Antunes conheceu soiteira.
O couro vivia vergado pelas lambadas ardidas que tomava. Mas não reclamava.
Apenas trabalhava de cabeça baixa e com o estômago roncando. Dormia, na maioria
das vezes, ao relento. Preferia assim, pois detestava ficar entre quatro
paredes. Gostava do ar mais fresco da noitinha, de ver a luz da lua ou de
sentir a chuva.
Das tantas e tantas
noites que varou em claro, tantas também foram as vezes em que o olhar se
perdeu pelas montanhas vizinhas. Lá sim deveria ter algum cantinho para viver
em liberdade. O mundo parecia ser tão diferente naquele lugar tão ao alcance
dos olhos, mas tão distante de um corpo aprisionado. Corpo sim, alma jamais.
Certa feita, depois de
uma chuva torrencial, Antunes voltava do roçado e tropeçou, rolando por uma
ribanceira. Seu Givanildo desceu até ele e, de posse de um cajado de madeira,
bateu tanto no pobre que sua cabeça abriu, quase arrancando uma orelha. Antunes
não esboçou a mínima reação. Apenas ficou deitado até que aquele homem cansasse
de bater. Fingiu-se de morto.
O tempo passou.
Antunes cresceu bastante, mas continuava um saco de ossos. Jamais teve
esperanças de conseguir se libertar da opressão daquele homem mesquinho e
desumano que o levará ainda pequeno, mas também jamais deixou de sonhar com as
montanhas. Noite após noite, olhava para lá e se deixava levar pelo ar frio
que tanto fazia bem a ele. Até que o sol quente da manhã lembrava que ele tinha um roçado
inteiro para cuidar e, claro, algumas chibatadas para levar.
Se alguém por aquelas
bandas soubesse contar, certamente teria perdido as contas de quantas vezes
Antunes foi surrado até ficar entrevado no chão seco. Antunes aprendeu
apanhando. Fingia um desmaio, e seu Givanildo já comentava: “Tem que trabalhar nu
circo, seu imprestáver. Parece inté que tá morto. Faiz inguarzinho.”. Depois,
ele levantava meio capengando e tomava o rumo de casa.
Teve uma vez em que
Antunes cansou de apanhar. Revoltou-se. Atacou seu Givanildo como pode.

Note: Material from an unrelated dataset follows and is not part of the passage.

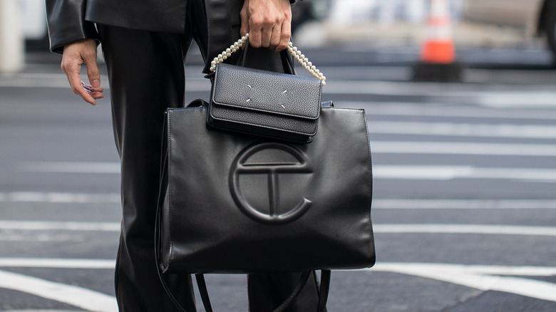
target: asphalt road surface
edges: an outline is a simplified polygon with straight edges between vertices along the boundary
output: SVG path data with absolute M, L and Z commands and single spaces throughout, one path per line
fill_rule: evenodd
M 411 82 L 411 48 L 306 54 L 325 99 L 366 110 L 374 160 L 378 261 L 333 272 L 329 311 L 556 311 L 547 53 L 464 51 L 463 81 L 448 84 Z M 208 96 L 195 60 L 188 100 Z M 117 311 L 109 101 L 89 106 L 66 85 L 52 65 L 0 76 L 0 311 Z M 215 311 L 247 311 L 244 276 L 207 282 Z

Cabeçadas, dentadas e chutes não faltaram. Seu Givanildo, assustado, levantou a
soiteira, mas não adiantou. Antunes estava carregado de raiva. Forçou-o a
caminhar para trás até que, inesperadamente, uma urutú cruzeiro deu um bote
certeiro. Seu Givanildo estremeceu. Matou a cobra a pauladas e partiu ensandecido
para cima de Antunes, mas o máximo que conseguiu foi agarrar-se a ele.
Com algum custo, os
dois chegaram até a casa de seu Givanildo. Chamaram o médico da região, mas não
teve jeito. O homem morreu dois dias depois. Mas não sem antes deixar uma ordem para o
filho mais velho: “Mate esse desgramado do Antunes.”.
Gaité, o filho de seu
Givanildo, não teve coragem de cumprir aquela ordem. Mas nem por isso agiu com
algum caráter. Negociou Antunes para um dos produtores de carvão da área, daqueles que vivem explorando trabalho escravo. E
Antunes logo percebeu que tudo continuaria igual ao que sempre fora, ou até pior.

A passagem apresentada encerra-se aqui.